Viele Anleger suchen Alternativen zur Aktie: Wer in Kunst investieren will, braucht Geld und Zeit

Wer 1940 sein Geld in Gold angelegt hat, hat ein schlechtes Geschäft gemacht – jedenfalls im Vergleich zu einem Investment in chinesische Keramik. „Der Kunstmarkt – für den steht die chinesische Keramik – hat sich tausendmal besser entwickelt als der Goldmarkt“, sagt der Rohstoffanalyst und Kunstmarktexperte der Dresdner Bank, Wolfgang Wilke. „Kunst ist eine der besten, wenn nicht sogar die beste Geldanlage, wenn man es über die Jahrhunderte betrachtet.“ Zwar dürften die wenigsten Investoren einen so langen Anlagehorizont im Auge haben, wenn sie finanzielle Entscheidungen treffen. Dennoch wenden sich immer mehr Anleger, die nach Alternativen zur Aktie suchen, dem Kunstmarkt zu. Der hat allerdings seine eigenen Regeln.
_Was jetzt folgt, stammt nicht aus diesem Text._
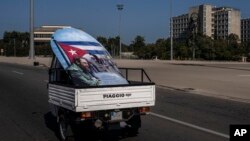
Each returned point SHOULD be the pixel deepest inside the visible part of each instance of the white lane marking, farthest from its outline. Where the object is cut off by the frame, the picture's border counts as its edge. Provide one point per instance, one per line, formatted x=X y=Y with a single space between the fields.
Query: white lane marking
x=244 y=75
x=17 y=72
x=190 y=125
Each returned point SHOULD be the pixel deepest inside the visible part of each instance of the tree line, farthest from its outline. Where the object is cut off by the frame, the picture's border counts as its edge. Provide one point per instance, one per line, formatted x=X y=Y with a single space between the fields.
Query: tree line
x=198 y=47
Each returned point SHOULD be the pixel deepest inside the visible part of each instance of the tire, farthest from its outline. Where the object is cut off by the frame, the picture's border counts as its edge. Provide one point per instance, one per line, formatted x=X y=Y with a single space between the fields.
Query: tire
x=134 y=125
x=65 y=129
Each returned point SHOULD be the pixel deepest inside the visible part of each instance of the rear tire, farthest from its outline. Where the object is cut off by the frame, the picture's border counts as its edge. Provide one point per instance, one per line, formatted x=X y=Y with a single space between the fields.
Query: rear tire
x=134 y=124
x=65 y=129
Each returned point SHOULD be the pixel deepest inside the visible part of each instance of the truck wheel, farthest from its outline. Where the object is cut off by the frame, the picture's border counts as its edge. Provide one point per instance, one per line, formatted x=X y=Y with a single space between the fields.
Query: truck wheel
x=134 y=125
x=65 y=130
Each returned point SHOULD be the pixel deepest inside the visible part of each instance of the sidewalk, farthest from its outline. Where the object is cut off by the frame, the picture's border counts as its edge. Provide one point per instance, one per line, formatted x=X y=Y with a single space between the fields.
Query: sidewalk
x=228 y=80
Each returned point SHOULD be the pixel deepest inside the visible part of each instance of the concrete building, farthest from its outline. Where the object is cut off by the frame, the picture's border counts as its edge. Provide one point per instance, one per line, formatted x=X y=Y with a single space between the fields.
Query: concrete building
x=245 y=30
x=43 y=34
x=209 y=20
x=180 y=25
x=226 y=21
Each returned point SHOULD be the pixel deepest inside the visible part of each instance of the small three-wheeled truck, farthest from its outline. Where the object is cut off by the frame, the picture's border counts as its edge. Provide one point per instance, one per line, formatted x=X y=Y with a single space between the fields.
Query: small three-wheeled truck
x=98 y=107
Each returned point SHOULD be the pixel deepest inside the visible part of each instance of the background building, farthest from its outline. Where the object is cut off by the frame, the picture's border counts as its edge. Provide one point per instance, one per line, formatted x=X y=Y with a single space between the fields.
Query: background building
x=43 y=34
x=245 y=30
x=208 y=20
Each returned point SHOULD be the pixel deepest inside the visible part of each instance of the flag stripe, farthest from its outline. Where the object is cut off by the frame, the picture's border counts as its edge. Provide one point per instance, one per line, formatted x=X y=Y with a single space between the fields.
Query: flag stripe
x=88 y=47
x=83 y=43
x=97 y=52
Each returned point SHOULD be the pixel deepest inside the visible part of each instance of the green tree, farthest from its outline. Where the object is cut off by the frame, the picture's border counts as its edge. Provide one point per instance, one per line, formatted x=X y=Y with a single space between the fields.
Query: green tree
x=139 y=46
x=16 y=43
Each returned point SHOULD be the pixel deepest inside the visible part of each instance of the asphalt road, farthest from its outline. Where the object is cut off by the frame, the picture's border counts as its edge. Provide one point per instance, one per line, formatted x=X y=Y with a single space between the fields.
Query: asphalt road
x=177 y=116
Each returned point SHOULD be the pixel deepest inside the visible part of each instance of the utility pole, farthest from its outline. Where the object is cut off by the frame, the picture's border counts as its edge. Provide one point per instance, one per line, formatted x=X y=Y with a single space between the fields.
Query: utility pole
x=171 y=32
x=14 y=41
x=32 y=50
x=120 y=8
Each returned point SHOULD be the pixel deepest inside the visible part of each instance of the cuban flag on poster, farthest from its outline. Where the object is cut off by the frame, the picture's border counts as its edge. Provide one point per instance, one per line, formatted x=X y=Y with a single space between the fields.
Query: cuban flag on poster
x=70 y=43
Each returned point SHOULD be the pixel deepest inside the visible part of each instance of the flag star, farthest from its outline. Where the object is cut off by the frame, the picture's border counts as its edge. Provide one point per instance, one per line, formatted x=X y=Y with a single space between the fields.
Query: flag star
x=73 y=52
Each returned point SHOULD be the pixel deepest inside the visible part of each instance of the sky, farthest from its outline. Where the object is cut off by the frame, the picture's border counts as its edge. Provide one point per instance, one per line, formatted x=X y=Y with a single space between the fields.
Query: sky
x=147 y=18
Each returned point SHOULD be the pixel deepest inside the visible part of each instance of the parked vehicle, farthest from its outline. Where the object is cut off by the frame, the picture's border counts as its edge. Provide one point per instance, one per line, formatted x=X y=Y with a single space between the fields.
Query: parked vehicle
x=98 y=107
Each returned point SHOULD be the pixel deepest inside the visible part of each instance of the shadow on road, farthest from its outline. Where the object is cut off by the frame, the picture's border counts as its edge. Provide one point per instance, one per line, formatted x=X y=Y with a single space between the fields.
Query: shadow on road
x=90 y=135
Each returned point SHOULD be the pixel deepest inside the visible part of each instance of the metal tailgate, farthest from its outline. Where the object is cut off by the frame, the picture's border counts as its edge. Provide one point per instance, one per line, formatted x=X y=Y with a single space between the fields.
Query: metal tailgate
x=93 y=99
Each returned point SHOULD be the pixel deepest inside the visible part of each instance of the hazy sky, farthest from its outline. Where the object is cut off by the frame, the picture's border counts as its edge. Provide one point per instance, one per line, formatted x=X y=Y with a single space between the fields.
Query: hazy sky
x=148 y=18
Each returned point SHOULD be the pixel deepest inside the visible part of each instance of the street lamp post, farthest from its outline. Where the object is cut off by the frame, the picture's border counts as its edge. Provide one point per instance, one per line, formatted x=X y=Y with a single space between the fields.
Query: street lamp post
x=32 y=51
x=171 y=32
x=120 y=8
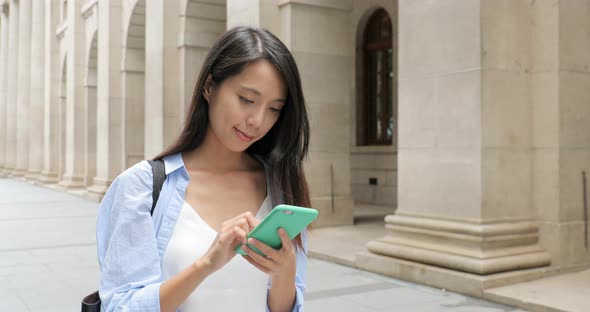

„Der Kunstmarkt hat sich prächtig entwickelt in diesem Jahr“, sagt Christina Schroeter-Herrel, Leiterin Kunstberatung bei der Deutschen Bank. „Auf den Frühjahrs- und Herbstauktionen in New York und London wurden vielfach Höchstpreise bezahlt.“ Die großen Auktionshäuser Sotheby´s und Christie´s verbuchten im ersten Halbjahr kräftige zweistellige Umsatzzuwächse. Im Mai versteigerte Sotheby´s Pablo Picassos Gemälde „Junge mit Pfeife“ für mehr als 104 Millionen Dollar. Es ist nun das teuerste Gemälde der Welt. Höchstpreise werden derzeit aber auch für junge deutsche Malerei bezahlt. Schroeter-Herrel rät zur Vorsicht. „Es ist ein starker Trend, ob es nur eine Mode ist, werden wir später sehen.“

Wer Geld in Kunst investieren will, muss mit starken Preisschwankungen rechnen. Selbst wenn die Preise für Gemälde, Skulpturen oder Antiquitäten anziehen, muss das nicht für einzelne Objekte gelten. „Kunstwerke sind nicht wie Aktien normiert“, sagt Wilke. Seinen Höhepunkt habe der Kunstmarkt in den Jahren 1989/90 erreicht. „Während der Aktienhausse haben viele Spekulanten vor allem aus Japan ihre Gewinne in Kunst angelegt“, sagt Wilke. Den tiefsten Punkt habe der Markt etwa 1993 erreicht. Bis 2000 hätten die Durchschnittspreise auf internationalen Märkten dann wieder angezogen. „Seit drei, vier Jahren hat sich das Niveau unter Schwankungen gehalten. Den Einbruch auf dem Aktienmarkt hat der Kunstmarkt gut weggesteckt“, sagt Wilke. „Das ist auch ein Zeichen dafür, dass Kunst eine eigene Anlageklasse ist.“

„Kunst ist immer eine Wertanlage“, sagt Schroeter-Herrel. Es komme nur auf die Definition an. „Kunst ist mit einem ideellen Wert verknüpft, man kauft die Inhaltlichkeit und die künstlerische Vision.“ Zwar agieren Spekulanten am Markt, die sich nur für die finanzielle, nicht aber für die emotionale Rendite interessieren. Doch um erfolgreich zu sein, muss man sich auf dem engen Markt sehr gut auskennen. „Neulingen kann ich das nicht empfehlen“, sagt Schroeter-Herrel. Wer in Kunst investieren wolle, der sei bei Künstlern mit hohem Bekanntheitsgrad und bei Werken von besonderer Qualität auf der sicheren Seite – zahlt aber auch höhere Preise. Die Investition in junge Künstler ist preiswerter, aber auch riskanter.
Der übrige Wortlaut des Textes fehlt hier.